In this article it is suggested that by the late Neolithic the area was viewed as a full ceremonial complex, revolving around the notion of places of the living, places of the ancestors and the transitions between them. People travelled great distances to visit, as evidenced by resemblances in monument design to other locations (Whittle 1997, 150) and the abundance of non-local material deposited there (Smith 1965, 19). However, unlike Parker Pearson and Ramilisonina (1998) this article suggests that the Avebury landscape actually represented three zones. The area of the palisade enclosures and the Sanctuary appears to have been a place of the living as Parker Pearson and Ramilisonina (1998) suggest, but after that there appear to have been two depths to the land of the ancestors. The first, represented by the avenue and Avebury henge, was certainly in the land of the ancestors as the overlooking monuments show; however, here there was no approach to these, the oldest features of the landscape. The only places where this third area of deep time could be accessed were in the Avebury and Beckhampton Coves, which symbolised open long barrows. But both Coves represented areas of limited access: the Avebury Cove was separated from the bulk of the henge by the inner circle and the Beckhampton Cove by its avenue. Furthermore, their size also limited the number of people who could access them. Thus, it is suggested that Avebury henge represented a place of communion with the ancestors for the people, whereas the Coves represented a place of communion for a small and select group.
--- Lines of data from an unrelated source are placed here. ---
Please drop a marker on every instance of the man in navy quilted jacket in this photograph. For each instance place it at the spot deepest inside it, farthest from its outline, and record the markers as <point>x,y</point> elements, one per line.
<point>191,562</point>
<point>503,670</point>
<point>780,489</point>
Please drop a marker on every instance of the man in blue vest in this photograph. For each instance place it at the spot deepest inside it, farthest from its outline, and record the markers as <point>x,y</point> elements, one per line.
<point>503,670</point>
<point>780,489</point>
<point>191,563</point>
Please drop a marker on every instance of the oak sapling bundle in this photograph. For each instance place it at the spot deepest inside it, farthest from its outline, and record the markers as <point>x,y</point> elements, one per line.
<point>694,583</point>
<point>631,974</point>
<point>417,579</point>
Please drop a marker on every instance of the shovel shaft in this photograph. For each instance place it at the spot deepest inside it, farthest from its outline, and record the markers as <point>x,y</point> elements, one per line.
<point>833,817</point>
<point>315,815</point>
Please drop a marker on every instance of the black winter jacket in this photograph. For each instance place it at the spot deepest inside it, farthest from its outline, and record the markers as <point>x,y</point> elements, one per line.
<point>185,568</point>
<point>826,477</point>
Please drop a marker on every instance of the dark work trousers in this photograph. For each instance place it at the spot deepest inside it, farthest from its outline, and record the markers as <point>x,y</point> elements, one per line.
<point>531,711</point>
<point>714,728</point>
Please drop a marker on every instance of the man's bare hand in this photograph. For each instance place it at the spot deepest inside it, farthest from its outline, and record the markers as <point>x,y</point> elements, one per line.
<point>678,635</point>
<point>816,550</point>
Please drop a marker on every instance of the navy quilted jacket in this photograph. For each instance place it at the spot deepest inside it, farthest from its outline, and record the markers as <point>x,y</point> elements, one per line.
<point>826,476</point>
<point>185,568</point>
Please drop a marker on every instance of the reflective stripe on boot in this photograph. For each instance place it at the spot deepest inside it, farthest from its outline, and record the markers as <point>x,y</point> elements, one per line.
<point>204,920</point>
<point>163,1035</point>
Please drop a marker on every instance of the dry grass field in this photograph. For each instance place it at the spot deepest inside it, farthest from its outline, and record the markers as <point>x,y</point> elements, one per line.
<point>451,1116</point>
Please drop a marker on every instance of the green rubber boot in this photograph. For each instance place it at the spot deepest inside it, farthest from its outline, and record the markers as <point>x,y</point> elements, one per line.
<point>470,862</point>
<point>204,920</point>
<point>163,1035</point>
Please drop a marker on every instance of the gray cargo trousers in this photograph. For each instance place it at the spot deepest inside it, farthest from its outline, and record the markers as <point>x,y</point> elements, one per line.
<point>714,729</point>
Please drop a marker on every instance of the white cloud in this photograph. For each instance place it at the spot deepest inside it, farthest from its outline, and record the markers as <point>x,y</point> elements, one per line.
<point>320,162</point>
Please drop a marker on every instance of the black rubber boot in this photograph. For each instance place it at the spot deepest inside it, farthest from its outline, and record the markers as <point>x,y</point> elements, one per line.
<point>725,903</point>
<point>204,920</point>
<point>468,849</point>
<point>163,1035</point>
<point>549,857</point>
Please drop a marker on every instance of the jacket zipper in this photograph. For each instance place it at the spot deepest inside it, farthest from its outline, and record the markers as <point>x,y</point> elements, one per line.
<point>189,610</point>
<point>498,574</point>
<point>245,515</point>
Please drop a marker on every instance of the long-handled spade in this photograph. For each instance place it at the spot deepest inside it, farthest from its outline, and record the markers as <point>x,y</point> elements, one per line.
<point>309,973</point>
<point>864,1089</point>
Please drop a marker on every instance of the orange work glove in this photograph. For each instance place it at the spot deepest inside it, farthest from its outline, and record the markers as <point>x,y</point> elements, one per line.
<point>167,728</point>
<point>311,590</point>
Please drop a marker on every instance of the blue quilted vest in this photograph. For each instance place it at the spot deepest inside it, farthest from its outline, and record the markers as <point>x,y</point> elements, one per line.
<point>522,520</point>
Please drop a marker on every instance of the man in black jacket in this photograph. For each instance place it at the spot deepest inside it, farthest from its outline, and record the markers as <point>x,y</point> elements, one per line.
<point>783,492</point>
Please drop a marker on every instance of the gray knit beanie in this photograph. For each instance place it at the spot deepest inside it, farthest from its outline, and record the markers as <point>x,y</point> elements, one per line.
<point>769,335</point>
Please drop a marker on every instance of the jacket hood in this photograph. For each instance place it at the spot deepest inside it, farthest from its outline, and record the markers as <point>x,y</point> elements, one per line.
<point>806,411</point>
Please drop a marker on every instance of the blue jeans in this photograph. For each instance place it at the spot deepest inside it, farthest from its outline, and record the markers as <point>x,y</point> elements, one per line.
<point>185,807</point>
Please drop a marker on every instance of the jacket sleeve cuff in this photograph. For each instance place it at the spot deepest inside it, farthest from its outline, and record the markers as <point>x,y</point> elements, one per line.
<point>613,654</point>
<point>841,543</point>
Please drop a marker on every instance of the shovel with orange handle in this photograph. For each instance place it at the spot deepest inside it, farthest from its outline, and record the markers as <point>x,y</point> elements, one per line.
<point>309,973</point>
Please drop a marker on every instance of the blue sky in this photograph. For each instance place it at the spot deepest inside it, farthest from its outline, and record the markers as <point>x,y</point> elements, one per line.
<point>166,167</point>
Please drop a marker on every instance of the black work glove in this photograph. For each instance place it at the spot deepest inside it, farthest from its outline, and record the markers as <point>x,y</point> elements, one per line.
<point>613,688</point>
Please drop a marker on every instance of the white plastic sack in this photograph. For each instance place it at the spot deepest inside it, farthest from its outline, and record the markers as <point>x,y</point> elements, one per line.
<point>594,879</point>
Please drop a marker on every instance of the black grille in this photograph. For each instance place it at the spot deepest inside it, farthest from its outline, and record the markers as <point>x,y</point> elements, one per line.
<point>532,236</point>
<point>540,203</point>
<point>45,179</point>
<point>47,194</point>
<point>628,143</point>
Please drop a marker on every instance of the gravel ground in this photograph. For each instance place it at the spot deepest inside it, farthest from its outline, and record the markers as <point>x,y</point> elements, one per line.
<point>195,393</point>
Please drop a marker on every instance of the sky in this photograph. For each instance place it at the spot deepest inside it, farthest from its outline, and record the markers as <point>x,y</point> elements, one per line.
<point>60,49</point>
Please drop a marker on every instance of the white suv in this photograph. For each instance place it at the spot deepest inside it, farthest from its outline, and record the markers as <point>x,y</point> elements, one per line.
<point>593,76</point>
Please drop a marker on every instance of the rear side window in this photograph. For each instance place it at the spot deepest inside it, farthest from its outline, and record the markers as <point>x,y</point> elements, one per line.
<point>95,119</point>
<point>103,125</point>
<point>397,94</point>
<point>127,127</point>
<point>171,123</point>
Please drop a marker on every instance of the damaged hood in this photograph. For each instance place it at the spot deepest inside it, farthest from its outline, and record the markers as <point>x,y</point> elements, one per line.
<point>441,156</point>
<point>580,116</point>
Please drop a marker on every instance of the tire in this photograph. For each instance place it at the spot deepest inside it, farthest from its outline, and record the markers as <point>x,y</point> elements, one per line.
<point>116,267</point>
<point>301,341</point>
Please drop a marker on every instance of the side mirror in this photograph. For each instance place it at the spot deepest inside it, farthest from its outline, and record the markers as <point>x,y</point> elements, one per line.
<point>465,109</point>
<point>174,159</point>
Who were the 'small select group'? It is difficult to say. They may have been some kind of elite group, possibly shamans who presided over ceremonies at Avebury; it can be argued that the presence of an elite group is supported by the scale of work and organisation needed to build some of the larger monuments of the area (but see Bayliss et al. 2007, 43-44, for discussion of ruling dynasties, charismatic individuals and communal action and the building of Avebury's monuments). In controlling access to certain parts of the complex they would have appropriated ancestral power to underline their own status.
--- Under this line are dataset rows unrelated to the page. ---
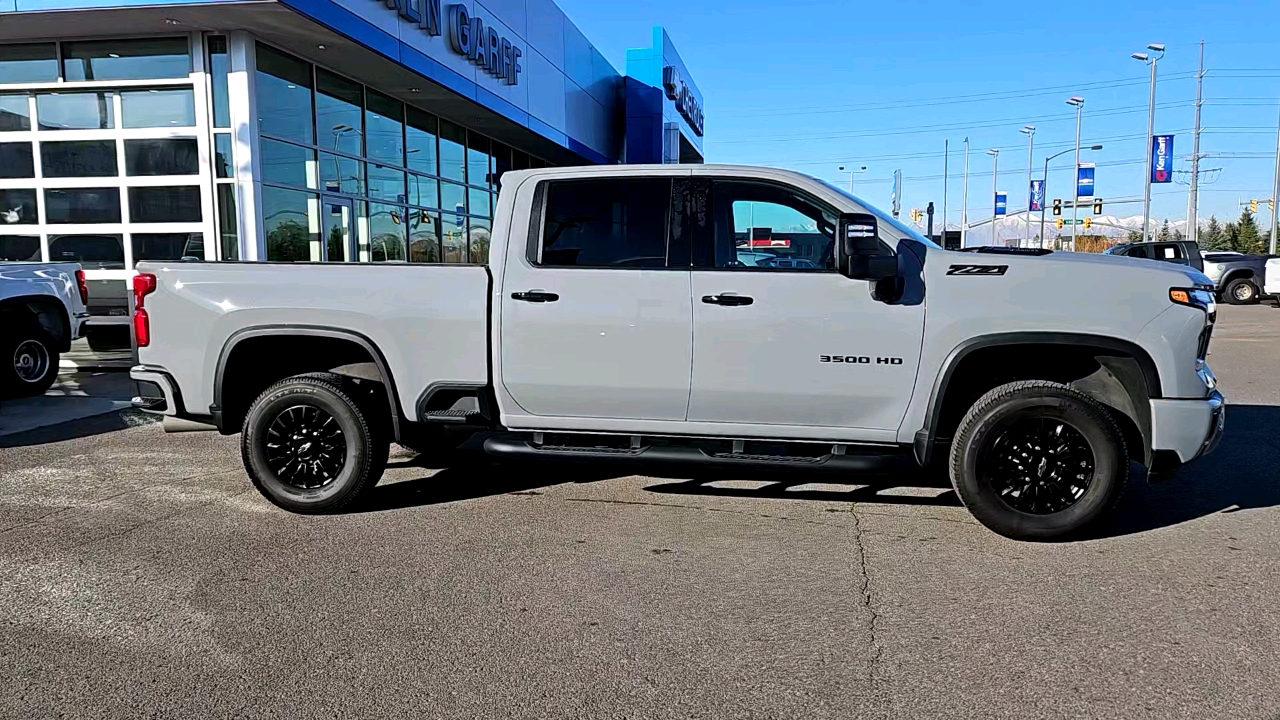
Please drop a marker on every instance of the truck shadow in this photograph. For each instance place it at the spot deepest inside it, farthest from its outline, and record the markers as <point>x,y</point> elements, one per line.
<point>1242,474</point>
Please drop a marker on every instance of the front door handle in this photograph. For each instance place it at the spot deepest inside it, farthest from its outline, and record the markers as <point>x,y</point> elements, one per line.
<point>731,300</point>
<point>535,296</point>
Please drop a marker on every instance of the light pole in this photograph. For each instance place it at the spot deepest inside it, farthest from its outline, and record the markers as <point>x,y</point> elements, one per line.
<point>995,183</point>
<point>1075,192</point>
<point>1029,131</point>
<point>1151,128</point>
<point>1046,187</point>
<point>851,173</point>
<point>964,197</point>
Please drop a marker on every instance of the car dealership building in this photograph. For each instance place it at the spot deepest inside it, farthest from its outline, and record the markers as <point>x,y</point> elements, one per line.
<point>305,130</point>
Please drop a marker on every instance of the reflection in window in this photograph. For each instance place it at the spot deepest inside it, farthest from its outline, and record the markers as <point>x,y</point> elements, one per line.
<point>172,156</point>
<point>227,229</point>
<point>338,113</point>
<point>82,205</point>
<point>76,110</point>
<point>16,160</point>
<point>452,151</point>
<point>18,206</point>
<point>92,251</point>
<point>385,232</point>
<point>283,96</point>
<point>78,159</point>
<point>478,238</point>
<point>342,174</point>
<point>168,246</point>
<point>423,191</point>
<point>292,224</point>
<point>14,113</point>
<point>420,141</point>
<point>385,183</point>
<point>287,164</point>
<point>158,108</point>
<point>424,236</point>
<point>19,247</point>
<point>164,204</point>
<point>36,62</point>
<point>127,59</point>
<point>384,128</point>
<point>224,159</point>
<point>219,69</point>
<point>453,237</point>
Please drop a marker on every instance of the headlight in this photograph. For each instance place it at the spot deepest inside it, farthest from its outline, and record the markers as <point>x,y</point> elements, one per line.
<point>1193,297</point>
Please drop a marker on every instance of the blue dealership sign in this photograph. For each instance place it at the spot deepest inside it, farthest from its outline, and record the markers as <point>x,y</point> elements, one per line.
<point>1161,158</point>
<point>1084,181</point>
<point>1036,199</point>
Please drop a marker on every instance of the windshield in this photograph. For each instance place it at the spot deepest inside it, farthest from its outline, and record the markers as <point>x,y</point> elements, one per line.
<point>883,217</point>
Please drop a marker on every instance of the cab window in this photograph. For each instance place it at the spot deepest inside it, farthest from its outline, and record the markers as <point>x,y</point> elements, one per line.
<point>767,227</point>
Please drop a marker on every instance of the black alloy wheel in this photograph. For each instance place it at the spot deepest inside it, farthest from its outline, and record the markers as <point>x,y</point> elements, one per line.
<point>305,447</point>
<point>1038,466</point>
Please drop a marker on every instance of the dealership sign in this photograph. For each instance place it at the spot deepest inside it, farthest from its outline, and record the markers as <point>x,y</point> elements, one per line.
<point>469,36</point>
<point>1162,158</point>
<point>686,104</point>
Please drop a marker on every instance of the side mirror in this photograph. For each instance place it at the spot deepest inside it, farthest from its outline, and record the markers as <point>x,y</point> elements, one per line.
<point>859,254</point>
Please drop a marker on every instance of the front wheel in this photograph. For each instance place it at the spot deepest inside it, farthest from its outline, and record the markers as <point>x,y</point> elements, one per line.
<point>1240,291</point>
<point>1038,460</point>
<point>310,446</point>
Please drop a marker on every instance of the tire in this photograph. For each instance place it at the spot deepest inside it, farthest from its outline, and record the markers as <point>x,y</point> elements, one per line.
<point>1240,291</point>
<point>1005,478</point>
<point>344,456</point>
<point>28,359</point>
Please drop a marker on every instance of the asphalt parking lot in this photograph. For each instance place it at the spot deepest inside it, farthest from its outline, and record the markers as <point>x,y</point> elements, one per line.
<point>141,575</point>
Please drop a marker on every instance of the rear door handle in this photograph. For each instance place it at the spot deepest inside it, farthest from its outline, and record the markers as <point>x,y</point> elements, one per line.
<point>731,300</point>
<point>535,296</point>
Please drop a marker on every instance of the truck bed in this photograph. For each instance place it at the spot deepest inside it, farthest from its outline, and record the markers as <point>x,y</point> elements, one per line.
<point>429,322</point>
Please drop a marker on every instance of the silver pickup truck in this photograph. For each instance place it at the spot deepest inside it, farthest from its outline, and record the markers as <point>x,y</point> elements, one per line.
<point>624,313</point>
<point>42,309</point>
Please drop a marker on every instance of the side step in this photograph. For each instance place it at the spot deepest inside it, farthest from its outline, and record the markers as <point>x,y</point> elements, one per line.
<point>675,455</point>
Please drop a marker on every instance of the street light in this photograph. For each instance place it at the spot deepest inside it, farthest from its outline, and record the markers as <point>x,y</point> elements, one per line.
<point>851,173</point>
<point>1079,106</point>
<point>1029,131</point>
<point>1151,127</point>
<point>1046,186</point>
<point>995,163</point>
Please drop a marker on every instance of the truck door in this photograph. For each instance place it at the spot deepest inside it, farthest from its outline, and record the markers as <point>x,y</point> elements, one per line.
<point>790,341</point>
<point>595,310</point>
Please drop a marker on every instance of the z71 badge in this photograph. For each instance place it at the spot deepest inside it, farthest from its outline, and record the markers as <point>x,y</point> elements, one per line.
<point>977,269</point>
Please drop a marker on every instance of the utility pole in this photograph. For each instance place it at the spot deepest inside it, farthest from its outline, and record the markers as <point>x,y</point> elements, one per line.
<point>946,160</point>
<point>964,197</point>
<point>1193,195</point>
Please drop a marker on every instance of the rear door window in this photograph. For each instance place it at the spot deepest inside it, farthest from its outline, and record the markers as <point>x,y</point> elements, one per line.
<point>606,223</point>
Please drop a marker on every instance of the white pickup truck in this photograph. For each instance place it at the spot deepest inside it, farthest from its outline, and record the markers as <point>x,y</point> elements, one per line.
<point>42,309</point>
<point>617,319</point>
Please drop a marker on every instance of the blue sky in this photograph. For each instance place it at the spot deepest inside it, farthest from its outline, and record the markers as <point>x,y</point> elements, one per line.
<point>812,85</point>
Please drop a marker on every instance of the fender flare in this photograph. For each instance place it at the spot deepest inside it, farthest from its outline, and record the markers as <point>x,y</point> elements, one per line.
<point>310,331</point>
<point>926,438</point>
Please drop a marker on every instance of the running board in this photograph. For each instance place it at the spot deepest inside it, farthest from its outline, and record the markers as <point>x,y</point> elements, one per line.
<point>846,463</point>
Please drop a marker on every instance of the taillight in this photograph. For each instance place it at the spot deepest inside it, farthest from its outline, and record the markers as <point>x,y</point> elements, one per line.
<point>83,287</point>
<point>144,285</point>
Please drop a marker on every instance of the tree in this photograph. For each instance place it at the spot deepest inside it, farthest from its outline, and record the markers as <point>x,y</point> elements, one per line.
<point>1212,237</point>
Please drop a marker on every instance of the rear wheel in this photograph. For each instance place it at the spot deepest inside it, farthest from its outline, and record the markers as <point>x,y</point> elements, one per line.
<point>28,359</point>
<point>310,446</point>
<point>1240,291</point>
<point>1038,460</point>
Alternatively, it might be that the group contained those who were the focus of the ceremony. This might have included those undergoing rites of passage such as coming of age, marriage, or bearing the remains of their dead, or it might have consisted of visitors making pilgrimage to the site. The interpretation of the Avebury landscape given in this article suggests that transformation was an underlying theme: transformation from the places of the living to the places of the dead. Thus, just as the landscape represented a journey of transformation, so those visiting could have been seeking to undergo a process of transformation in the eyes of their contemporaries and of the ancestors.

The landscape itself might only have held power during times of ceremony. The environmental evidence (Whittle 1994, 46; Smith 1984, 110) shows that the area was grazed; thus people must have had access to tend their animals. If the ancestral monuments held year-round power over the area this might not have been possible. Therefore the meaning in the monumentation was only enacted during times of ceremony, possibly at the solstices or when the livestock of the area was brought in for butchery. Again, this represents another transformation in the landscape: from the time when it could be freely accessed to the time when access was more formalised.

It should also be emphasised that this interpretation represents a snapshot in time. It seeks to interpret how someone walking the avenues in the later part of the third millennium BC might have understood what was around them based upon what they could see and upon the myths and histories passed down from their ancestors. Some of the later monuments may have been constructed with this world view in mind but the article does not suggest that the complex as a whole was built to some long-standing master plan: understandings would have been constantly changing and evolving.